Takalar, Radarhukum.id — Sebuah gambar karikatur satir yang menyebar luas di media sosial memicu kegaduhan di Kabupaten Takalar. Karikatur tersebut diduga menyindir Sekretaris Daerah (Sekda) Takalar, Muhammad Hasbi, hingga berujung pada laporan polisi terhadap seorang warga.
Karikatur yang dianggap menyinggung privasi pejabat publik tersebut dibagikan melalui akun WhatsApp bernama “PANRONRONA TAKALAR” dalam salah satu grup percakapan publik. Akun tersebut dikaitkan dengan SL, warga yang kini harus berhadapan dengan proses hukum meski mengaku hanya meneruskan unggahan tersebut atas permintaan seseorang yang tidak dikenalnya.
“Menurut saya, itu bukan pencemaran nama baik, apalagi menyerang pribadi. Pejabat publik harus siap dikritik. Karikatur adalah bentuk kritik yang legal dalam sistem hukum dan demokrasi,” ujar SL dalam keterangannya.
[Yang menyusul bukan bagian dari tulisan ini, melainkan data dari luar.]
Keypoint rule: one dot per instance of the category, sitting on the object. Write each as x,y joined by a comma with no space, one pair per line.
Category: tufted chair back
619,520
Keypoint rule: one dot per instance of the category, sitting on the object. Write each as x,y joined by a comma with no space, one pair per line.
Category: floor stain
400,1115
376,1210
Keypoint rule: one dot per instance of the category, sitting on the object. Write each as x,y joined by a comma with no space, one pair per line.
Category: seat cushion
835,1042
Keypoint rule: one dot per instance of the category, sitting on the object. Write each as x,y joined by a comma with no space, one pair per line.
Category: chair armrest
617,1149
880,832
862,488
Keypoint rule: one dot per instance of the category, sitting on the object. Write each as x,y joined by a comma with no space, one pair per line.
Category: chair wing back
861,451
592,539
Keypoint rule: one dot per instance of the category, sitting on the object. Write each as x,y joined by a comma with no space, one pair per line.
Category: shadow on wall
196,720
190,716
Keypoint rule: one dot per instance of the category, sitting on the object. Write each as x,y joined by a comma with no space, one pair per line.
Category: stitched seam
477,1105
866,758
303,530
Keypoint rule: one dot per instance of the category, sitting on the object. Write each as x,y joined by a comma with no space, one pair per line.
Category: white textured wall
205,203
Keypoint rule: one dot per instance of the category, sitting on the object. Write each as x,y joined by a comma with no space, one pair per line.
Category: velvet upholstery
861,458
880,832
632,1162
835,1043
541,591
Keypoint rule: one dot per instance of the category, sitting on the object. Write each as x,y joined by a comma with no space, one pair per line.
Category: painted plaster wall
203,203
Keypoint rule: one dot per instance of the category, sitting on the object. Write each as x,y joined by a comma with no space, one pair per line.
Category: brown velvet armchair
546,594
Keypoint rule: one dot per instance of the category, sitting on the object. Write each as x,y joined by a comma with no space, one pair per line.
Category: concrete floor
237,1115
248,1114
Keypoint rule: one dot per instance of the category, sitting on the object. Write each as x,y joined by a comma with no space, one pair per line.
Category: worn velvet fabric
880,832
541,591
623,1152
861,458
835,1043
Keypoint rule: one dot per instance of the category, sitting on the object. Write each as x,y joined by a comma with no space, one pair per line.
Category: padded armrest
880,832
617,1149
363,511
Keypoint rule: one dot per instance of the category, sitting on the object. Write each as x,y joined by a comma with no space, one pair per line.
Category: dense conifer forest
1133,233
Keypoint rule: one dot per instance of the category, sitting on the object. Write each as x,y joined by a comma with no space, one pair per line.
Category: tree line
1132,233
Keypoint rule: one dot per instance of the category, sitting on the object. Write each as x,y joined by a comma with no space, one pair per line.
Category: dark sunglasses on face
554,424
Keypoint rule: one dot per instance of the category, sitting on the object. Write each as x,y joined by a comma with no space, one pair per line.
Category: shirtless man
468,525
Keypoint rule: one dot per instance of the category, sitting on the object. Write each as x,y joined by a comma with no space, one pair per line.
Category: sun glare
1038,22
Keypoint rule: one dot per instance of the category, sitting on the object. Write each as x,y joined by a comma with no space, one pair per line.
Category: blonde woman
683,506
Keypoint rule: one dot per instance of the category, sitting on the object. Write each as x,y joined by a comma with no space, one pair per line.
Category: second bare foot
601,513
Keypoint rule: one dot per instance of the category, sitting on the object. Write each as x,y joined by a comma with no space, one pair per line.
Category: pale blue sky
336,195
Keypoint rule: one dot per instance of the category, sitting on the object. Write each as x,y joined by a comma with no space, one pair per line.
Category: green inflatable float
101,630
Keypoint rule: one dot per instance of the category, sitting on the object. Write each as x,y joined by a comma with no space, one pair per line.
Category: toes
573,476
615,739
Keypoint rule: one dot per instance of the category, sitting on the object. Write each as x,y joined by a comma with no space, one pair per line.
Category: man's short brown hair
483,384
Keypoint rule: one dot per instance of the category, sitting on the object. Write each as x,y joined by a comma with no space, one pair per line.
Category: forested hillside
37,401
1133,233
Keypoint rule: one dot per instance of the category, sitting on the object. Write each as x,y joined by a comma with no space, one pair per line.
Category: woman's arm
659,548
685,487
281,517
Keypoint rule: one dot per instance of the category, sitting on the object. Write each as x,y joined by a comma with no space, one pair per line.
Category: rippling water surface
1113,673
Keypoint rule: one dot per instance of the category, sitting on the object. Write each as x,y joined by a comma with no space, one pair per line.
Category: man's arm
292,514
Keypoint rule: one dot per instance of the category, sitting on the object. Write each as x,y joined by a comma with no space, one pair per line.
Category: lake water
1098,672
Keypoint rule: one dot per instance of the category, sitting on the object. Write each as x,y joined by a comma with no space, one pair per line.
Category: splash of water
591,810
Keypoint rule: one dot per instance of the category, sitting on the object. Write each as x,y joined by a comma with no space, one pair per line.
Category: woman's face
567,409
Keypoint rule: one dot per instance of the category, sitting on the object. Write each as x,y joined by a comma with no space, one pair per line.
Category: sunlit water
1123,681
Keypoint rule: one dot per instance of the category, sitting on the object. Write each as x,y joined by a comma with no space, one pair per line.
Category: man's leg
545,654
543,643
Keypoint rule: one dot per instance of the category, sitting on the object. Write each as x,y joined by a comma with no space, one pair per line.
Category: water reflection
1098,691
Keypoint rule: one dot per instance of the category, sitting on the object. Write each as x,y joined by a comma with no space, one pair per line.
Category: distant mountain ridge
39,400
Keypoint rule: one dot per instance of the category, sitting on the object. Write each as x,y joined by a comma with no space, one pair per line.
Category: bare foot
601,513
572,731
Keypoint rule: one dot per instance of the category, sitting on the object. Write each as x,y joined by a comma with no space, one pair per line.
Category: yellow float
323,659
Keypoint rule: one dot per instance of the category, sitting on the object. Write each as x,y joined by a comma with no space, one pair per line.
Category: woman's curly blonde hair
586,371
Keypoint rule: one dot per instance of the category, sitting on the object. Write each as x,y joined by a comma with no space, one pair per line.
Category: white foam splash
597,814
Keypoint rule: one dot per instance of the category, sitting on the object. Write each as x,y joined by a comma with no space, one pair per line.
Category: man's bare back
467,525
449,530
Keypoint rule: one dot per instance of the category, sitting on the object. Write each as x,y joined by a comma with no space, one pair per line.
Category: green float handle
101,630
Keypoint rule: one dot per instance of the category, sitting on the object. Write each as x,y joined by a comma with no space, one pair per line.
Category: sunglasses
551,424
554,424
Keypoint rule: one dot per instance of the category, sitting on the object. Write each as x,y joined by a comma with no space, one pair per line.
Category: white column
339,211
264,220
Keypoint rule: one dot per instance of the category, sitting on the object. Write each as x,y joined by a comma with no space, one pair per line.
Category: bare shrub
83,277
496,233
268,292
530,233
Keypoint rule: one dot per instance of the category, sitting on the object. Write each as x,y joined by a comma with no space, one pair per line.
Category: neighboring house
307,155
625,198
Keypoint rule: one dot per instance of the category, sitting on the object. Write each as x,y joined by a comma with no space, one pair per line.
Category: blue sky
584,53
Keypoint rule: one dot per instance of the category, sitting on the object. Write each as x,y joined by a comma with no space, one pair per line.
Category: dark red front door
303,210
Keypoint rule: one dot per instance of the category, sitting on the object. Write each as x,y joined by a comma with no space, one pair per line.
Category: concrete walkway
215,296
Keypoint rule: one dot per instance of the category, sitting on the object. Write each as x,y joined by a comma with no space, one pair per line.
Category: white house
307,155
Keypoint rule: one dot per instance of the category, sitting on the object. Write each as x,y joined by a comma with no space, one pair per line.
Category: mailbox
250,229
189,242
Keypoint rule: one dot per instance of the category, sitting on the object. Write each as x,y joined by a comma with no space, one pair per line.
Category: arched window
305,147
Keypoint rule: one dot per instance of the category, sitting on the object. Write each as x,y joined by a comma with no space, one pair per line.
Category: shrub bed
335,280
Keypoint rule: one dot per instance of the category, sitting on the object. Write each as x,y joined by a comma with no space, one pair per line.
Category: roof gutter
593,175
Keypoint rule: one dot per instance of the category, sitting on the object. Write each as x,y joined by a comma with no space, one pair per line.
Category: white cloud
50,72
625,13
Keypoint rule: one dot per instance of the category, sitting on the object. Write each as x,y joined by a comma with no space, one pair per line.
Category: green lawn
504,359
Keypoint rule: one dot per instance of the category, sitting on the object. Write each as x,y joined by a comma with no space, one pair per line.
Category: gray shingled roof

Kasus ini kini ditangani Polres Takalar dan telah masuk tahap penyidikan. Kepala Unit Tindak Pidana Tertentu (Kanit Tipidter) Polres Takalar, Iptu Andri Surahman, SH., MH., membenarkan adanya laporan tersebut.
“Benar, laporannya sudah naik ke tahap penyidikan. Untuk keterangan lebih lengkap, akan disampaikan oleh pihak Humas dalam rilis resmi. Insyaallah, teman-teman media akan diundang,” jelasnya.
Menanggapi kasus ini, pakar hukum dari Fakultas Hukum Universitas Muslim Indonesia (UMI), Prof. Dr. Zainuddin, SH., MH., menilai bahwa karikatur termasuk dalam bentuk komunikasi visual yang dilindungi dalam sistem demokrasi.
“Selama tidak mengandung unsur penghinaan atau fitnah, kritik melalui karikatur adalah bagian dari kontrol sosial dan sah menurut hukum,” tegas Prof. Zainuddin.
Ia juga mengingatkan agar pejabat publik tidak alergi terhadap kritik. “Jika setiap kritik dilaporkan ke polisi, ini bisa menjadi preseden buruk bagi kebebasan berpendapat. Itu merupakan kemunduran demokrasi,” tandasnya.
Sementara itu, upaya konfirmasi yang dilakukan kepada Sekda Takalar belum membuahkan hasil hingga berita ini ditayangkan.